SAN FRANCISCO — Half of 83 prescriptions for analgesics written for 77 children being sent home from the hospital contained one or more errors, including 2 prescriptions with errors that could have significantly harmed the patients, Benjamin H. Lee, M.D., said at the annual meeting of the American Academy of Pediatrics.
Unbeknownst to the primary medical or surgical physicians who wrote the discharge analgesic prescriptions, investigators from the Johns Hopkins Medical Institutions' (Baltimore) pediatric pain service secretly monitored the prescriptions during the study and rewrote any they considered dangerous, so no children were harmed, said Dr. Lee of Johns Hopkins.
“We were surprised at this potential adverse drug event rate of 2.4%. That's not insignificant in this small patient series,” he said, adding, “I don't think this is something that's limited to Johns Hopkins Hospital.”
Discharge time is a vulnerable period for inpatients, who lose the safety net of pharmacists, nurses, and multiple physicians who look at medication orders while the patient is hospitalized, he explained. When the patient is sent home with analgesics, a single physician writes the prescription and the discharge orders, which are reviewed usually by a single nurse, with no pharmacists or other providers involved.
The two dangerous prescriptions in the study were for opioids. One included a 10-fold overdose error. The other included instructions for a long-acting medication that could lead a patient to take multiple doses all at once. All patients got prescriptions for opioids at discharge, and 7% also received NSAIDs.
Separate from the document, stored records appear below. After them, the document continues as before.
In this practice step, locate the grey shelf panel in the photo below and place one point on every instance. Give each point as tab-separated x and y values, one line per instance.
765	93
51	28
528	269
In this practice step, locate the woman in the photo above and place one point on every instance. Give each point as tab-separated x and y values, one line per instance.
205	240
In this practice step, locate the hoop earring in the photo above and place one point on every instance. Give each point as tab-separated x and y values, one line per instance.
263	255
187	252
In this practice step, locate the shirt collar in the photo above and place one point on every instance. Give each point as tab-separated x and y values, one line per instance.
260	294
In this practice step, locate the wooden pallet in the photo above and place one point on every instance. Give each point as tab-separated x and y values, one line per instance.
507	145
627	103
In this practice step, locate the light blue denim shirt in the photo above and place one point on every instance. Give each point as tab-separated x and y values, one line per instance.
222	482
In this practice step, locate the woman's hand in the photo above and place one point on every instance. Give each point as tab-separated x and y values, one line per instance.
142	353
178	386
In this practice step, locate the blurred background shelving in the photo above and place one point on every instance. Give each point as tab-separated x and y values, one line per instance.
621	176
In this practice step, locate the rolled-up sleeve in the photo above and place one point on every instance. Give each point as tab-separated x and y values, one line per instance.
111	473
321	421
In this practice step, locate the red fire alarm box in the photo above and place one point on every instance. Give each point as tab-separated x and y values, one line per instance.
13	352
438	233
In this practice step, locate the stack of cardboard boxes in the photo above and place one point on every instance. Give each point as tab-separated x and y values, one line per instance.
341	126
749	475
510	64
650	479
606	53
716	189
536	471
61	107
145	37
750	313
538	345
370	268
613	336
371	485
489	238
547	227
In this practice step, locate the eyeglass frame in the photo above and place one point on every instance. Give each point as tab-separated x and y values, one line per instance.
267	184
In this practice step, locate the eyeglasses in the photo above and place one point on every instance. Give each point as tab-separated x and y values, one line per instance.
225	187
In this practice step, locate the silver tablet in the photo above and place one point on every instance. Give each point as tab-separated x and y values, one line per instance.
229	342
Most of the prescription errors were not clinically significant; the study used a strict definition of error. The two most common causes of errors, however, illustrate problems that could lead to patient harm: a lack of any identification of weight or weight-based dosing in the prescription, and incomplete information about dispensing of the medication.
For patients weighing less than 40 kg, no weight was recorded on 45% of analgesic prescriptions. Investigators found discrepancies between the written prescriptions and the discharge data form in 10% of cases. Physicians wrote an incorrect name or patient identifier in 4% of analgesia prescriptions.
A separate study is underway to see if using a computerized prescription-writing program that includes weight-based dosing for pediatric patients will reduce errors and improve patient safety, Dr. Lee said.
The current results echo those of a similar study by Dr. Lee and his associates of errors in 122 prescriptions written for 75 patients in the hospital's day surgery unit, which included mostly adults, with some pediatric patients. They found an error rate of 57% including potentially dangerous errors in 2.5%.
“If this is happening at a tertiary-care hospital with a lot of oversight, with providers who are very comfortable taking care of critically ill patients, this is probably a phenomenon that extends to other institutions and other settings,” Dr. Lee said.